Neuropsychological research has confirmed that multiple, complex, and concrete experiences are essential for meaningful teaching and learning. In their book, Making Connections: Teaching and the Human Brain, Caine and Caine (1991) examine in detail the way the brain learns. The authors suggest that in order to learn, the brain must be involved with “active processing” (p. 147). Caine and Caine describe active processing as “the consolidation and internalization of information, by the learner, in a way that is both personally meaningful and conceptually coherent. It is the path to understanding rather than to simple memory” (p. 147). Active processing assumes a person asks reflective questions about a learning experience: “What did I do?” “Why did I do it?” or “What did I learn?”

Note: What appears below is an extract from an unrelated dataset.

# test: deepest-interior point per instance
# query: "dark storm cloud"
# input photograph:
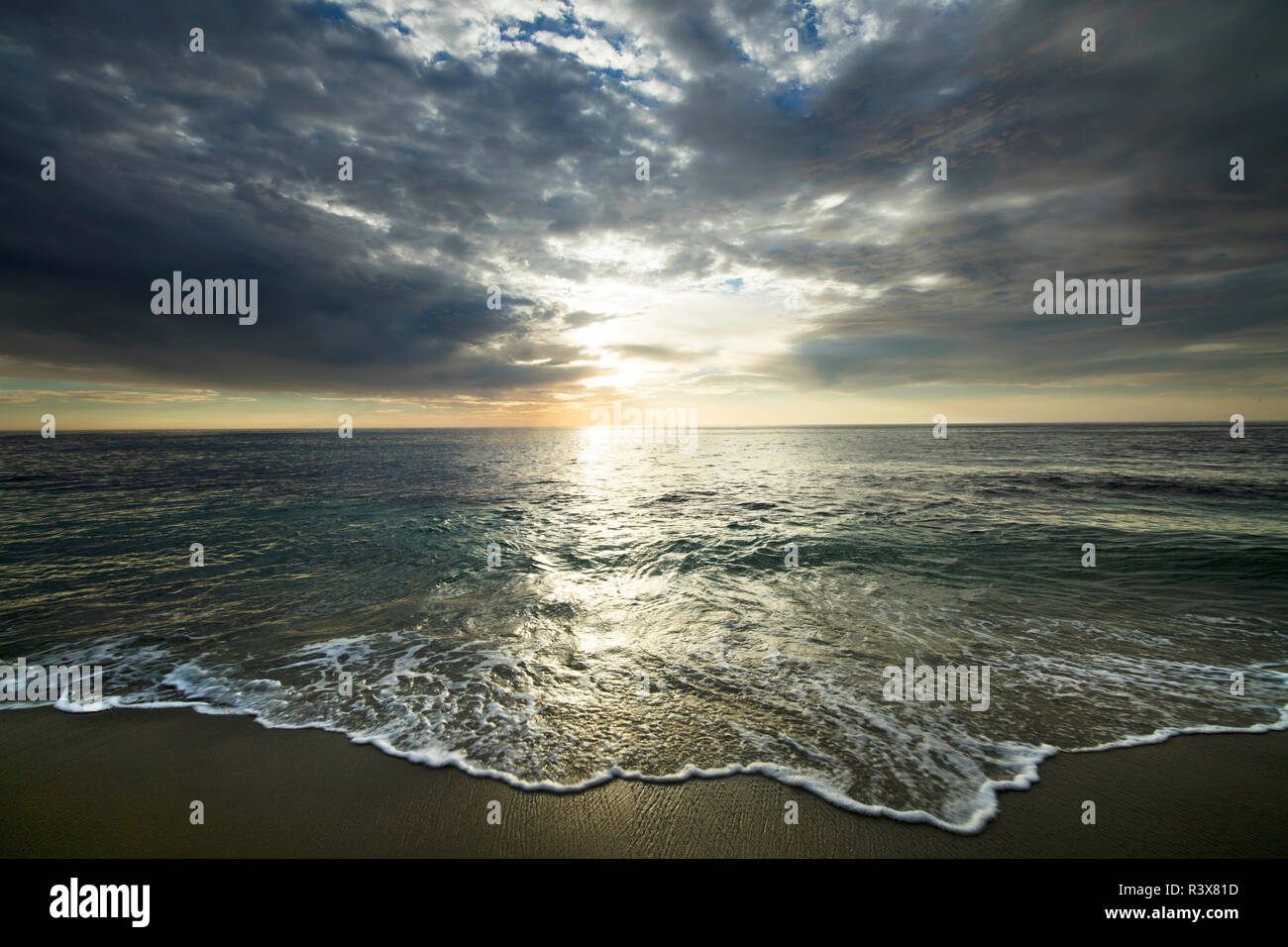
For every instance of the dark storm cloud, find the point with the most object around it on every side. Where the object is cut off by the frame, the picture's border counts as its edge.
(477, 167)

Cognitive theories of learning promoted a shift in educational philosophy and promoted the standards-based reforms that dictate all aspects of contemporary education in America. Lorrie Shepard (1989) summarized this shift in cognitive theory:
The notion that learning comes about by the accretion of little bits is outmoded learning theory. Current models of learning based on cognitive psychology contend that learners gain understanding when they construct their own knowledge and develop their own cognitive maps of the interactions among facts and concepts [...]. Real learning cannot be spoon-fed one skill at a time. (p. 5)
Put simply, Shepard argues that if we want students to be able to solve open-ended problems and work cooperatively in groups, we should allow students to do so as part of their routine. According to Michaels (1988), “The clear message of reform is that we need to examine our basic philosophical beliefs about teaching, learning, the nature of human beings, and the kinds of environments that maximize growth for teachers and students alike” (p. 3).

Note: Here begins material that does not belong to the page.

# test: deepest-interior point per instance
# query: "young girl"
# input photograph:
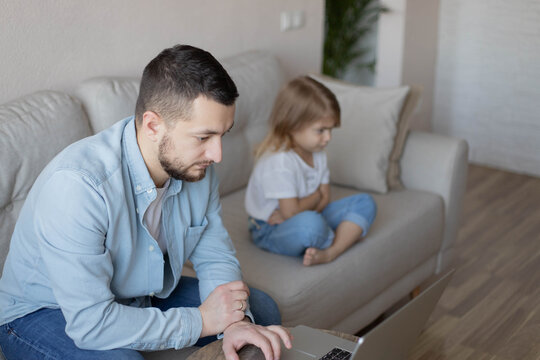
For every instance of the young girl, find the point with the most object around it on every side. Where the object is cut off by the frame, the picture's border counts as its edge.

Although Newmann and Wehlage (1993) developed their five standards of Authentic Instruction, they also pointed out that research at the time was not definitive about whether or not Authentic Instruction improves student learning more than traditional forms of instruction. They recommended that additional research be conducted to determine whether Authentic Instruction produces notable performance effects. Three studies in Washington State did just that, and have indeed found the links to academic achievement hypothesized by Newmann and Wehlage a decade earlier (Fouts, Brown & Thieman., 2002; Abbott & Fouts, 2003; Brown & Fouts, 2003).

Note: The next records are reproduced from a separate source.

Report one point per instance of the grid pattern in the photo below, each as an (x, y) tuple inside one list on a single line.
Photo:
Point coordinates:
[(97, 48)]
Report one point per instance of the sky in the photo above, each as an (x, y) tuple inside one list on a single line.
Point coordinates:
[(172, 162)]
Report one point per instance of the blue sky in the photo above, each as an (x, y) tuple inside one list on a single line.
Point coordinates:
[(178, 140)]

Several studies (Baker, Gratama, Peterson, Thompson, 2010; Fouts, Brown & Thieman., 2002; Abbott & Fouts, 2003; Brown & Fouts, 2003) have revealed strong correlations between student achievement and the presence of Powerful Teaching and Learning in schools. These studies involved more than 15,000 classroom observations over an eight-year period. Powerful Teaching and Learning pulls together all of the theory and practice that aligns with an education system that seeks to educate all students. The purpose of the Facilitator Guide is to help teachers put the research into practice.